Fertigungsunterlagen von Junkers aus dem Jahr 1944 dienten den Technikern dabei als Grundlage. Aus den Papieren konnten sie auch Rückschlüsse auf alte Fertigungstechniken ziehen. Zum Teil aber kamen dann neue Werkstoffe, beispielsweise eine leicht veränderte Art Aluminium, zum Einsatz. "Wir standen immer wieder vor einer Frage", sagt Grütjen: "Wie hat der Herr Junkers das damals gemacht?" Um Antworten zu finden, schalteten die Techniker auch Fachleute aus diversen Lufthansa-Labors ein, um beispielsweise Zugfestigkeiten oder Steifigkeiten zu bewerten.
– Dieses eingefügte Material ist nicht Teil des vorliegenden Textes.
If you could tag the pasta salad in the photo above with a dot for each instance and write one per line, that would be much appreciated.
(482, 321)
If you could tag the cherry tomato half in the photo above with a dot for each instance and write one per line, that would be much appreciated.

Hinzu kommt: Alles, was die Techniker machten, mussten sie mit dem Luftfahrtbundesamt abstimmen und entsprechende Nachweise vorlegen - etwa darüber, dass heutige Werkstoffe denen von 1936 in nichts nachstehen. Die Aufseher wollen schließlich sichergehen, dass da ein technisch einwandfreies Flugzeug abhebt. Zumal sich unter der gewellten Alu-Haut auch viel moderne Technik verbirgt. Damit sie auch auf großen Flughäfen wie Frankfurt, Wien oder München landen kann, hatten die Lufthansa-Techniker der Maschine schon vor Jahren Geräte für den Instrumentenflug verpasst.

"Tante Ju" soll ihren 100. Geburtstag im Flug erleben

Zudem verfügt die Junkers unter anderem über GPS-Navigation, Gewitter-Erkennung, ein Gerät zur Warnung vor Segelfliegern sowie einen Sender, der es den Vorfeldlotsen etwa in Wien erlaubt, das Flugzeug auf dem Bodenradar zu verfolgen. "Alles in allem ist die Ausstattung der eines modernen Passagierflugzeugs ebenbürtig", sagt Grütjen. Das zeigt auch ein Blick ins Cockpit: Dort dominieren nur scheinbar die Rundinstrumente aus der Anfangszeit der Verkehrsfliegerei. Tatsächlich sind viele Anzeigen digital; sie gaukeln die alte Optik nur vor.

Mehr als eine Million Euro flossen in die Überholung des Flugzeugs, 400 000 Euro schoss der Bund aus Denkmalschutzmitteln zu. Schließlich steht die alte Tante seit 2015 unter besonderem Schutz: Laut Lufthansa-Stiftung wurde es als erstes Passagierflugzeug der Welt als fliegendes Denkmal anerkannt. Die Maschine stehe "wie kaum ein anderes Flugzeug für die deutsche Luftfahrtgeschichte", sagt Hamburgs Kulturstaatsrat Carsten Brosda. "Die Tante Ju ist nicht irgendein Flugzeug", meint auch Matthias Panten, Technischer Betriebsleiter der Lufthansa-Stiftung. Er ist sich sicher: Nach der Behandlung auf der Intensivstation wird die betagte Dame ihren 100. Geburtstag "im Fluge" erleben.